Dobri Isak performed until 24 May 1986, when they held their last concert, performing with Arnold Layne i Alhemia and Mizar at Niš Synagogue, after which they decided to split up.

===Post-breakup===
Following the band's disbandment, Predrag Cvetičan started the publishing house Dom (Home). For a period of time, he published his fanzine Glas prola (Prole's Voice). In 1988, he published the book Svetla u podrumu duše (Lights in Soul's Basement), featuring his translations of Joy Division lyrics. Eventually, he gained a PhD in sociology, becoming a professor at University of Niš Faculty of Arts, where he still teaches. He wrote a number of books on sociology.

During the 1990s and the 2000s, Dobri Isak's only continued to enjoy a cult status. In December 2009, the indie record label PMK Records re-released Mi plačemo iza tamnih naočara with seven additional bonus tracks consisting of previously unreleased material. The album reissue brought the new attention of the audience and recognition from music critics in Serbia and other former Yugoslav republics.

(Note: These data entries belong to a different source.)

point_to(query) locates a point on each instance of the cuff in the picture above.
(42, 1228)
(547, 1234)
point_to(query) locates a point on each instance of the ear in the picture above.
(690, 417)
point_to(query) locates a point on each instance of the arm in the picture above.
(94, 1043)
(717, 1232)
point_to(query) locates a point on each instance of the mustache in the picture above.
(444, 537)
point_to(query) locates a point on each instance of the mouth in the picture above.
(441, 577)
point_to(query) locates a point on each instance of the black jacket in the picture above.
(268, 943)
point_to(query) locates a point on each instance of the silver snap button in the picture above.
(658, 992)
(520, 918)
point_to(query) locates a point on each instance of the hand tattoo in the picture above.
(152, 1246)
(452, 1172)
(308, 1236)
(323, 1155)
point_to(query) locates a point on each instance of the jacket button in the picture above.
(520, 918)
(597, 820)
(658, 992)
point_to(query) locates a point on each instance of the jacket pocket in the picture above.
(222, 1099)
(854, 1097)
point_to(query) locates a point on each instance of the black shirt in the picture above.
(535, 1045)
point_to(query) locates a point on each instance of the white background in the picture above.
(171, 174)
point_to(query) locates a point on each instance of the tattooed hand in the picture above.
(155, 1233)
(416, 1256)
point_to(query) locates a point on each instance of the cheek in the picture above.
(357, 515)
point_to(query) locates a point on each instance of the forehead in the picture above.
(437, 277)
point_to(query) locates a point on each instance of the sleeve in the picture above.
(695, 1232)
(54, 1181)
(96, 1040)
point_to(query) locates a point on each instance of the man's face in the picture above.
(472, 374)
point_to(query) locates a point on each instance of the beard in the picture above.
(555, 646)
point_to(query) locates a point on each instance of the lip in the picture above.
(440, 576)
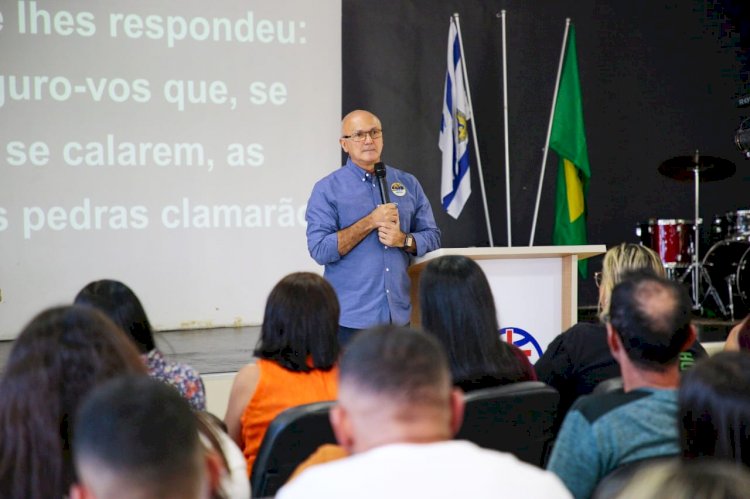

In June 2010, PMK Records released the 150 copies limited edition reissue of the album, featuring an alternate album cover and a black CD. In 2015 the album was released on vinyl record for the first time by the same record label. During the same year, the label issued the 100 copies limited vinyl edition of the album on transparent red vinyl, co-releasing it with Swedish record label Ne! Records. In 2021, the album was once again reissued on vinyl by PMK Records, Šareni dućan and Blind Dog Records.

== Legacy ==
In 2016, PMK Records released the tribute album I mi plačemo iza tamnih naočara (We Too Cry Behind Dark Glasses), featuring covers of Dobri Isak songs by the bands Asphalt Chant, Iv/an, Figurative Theatre, Cyborgs on Crack, Pod, Novembar, Language.Sex.Violence, Paydo Komma, Baden-Baden, Katabazija, Plazma Maschina, Šlagvort Na Kraju, Psihokratija, Plastic Sunday, Horkestar and t.O.F. Croatian rock band Mlijeko released a cover of "Mi plačemo iza tamnih naočara" in 2010.

The 2012 documentary about Niš rock scene directed by Marijan Cvetanović and Velimir Stojanović was entitled Mi plačemo iza tamnih naočara.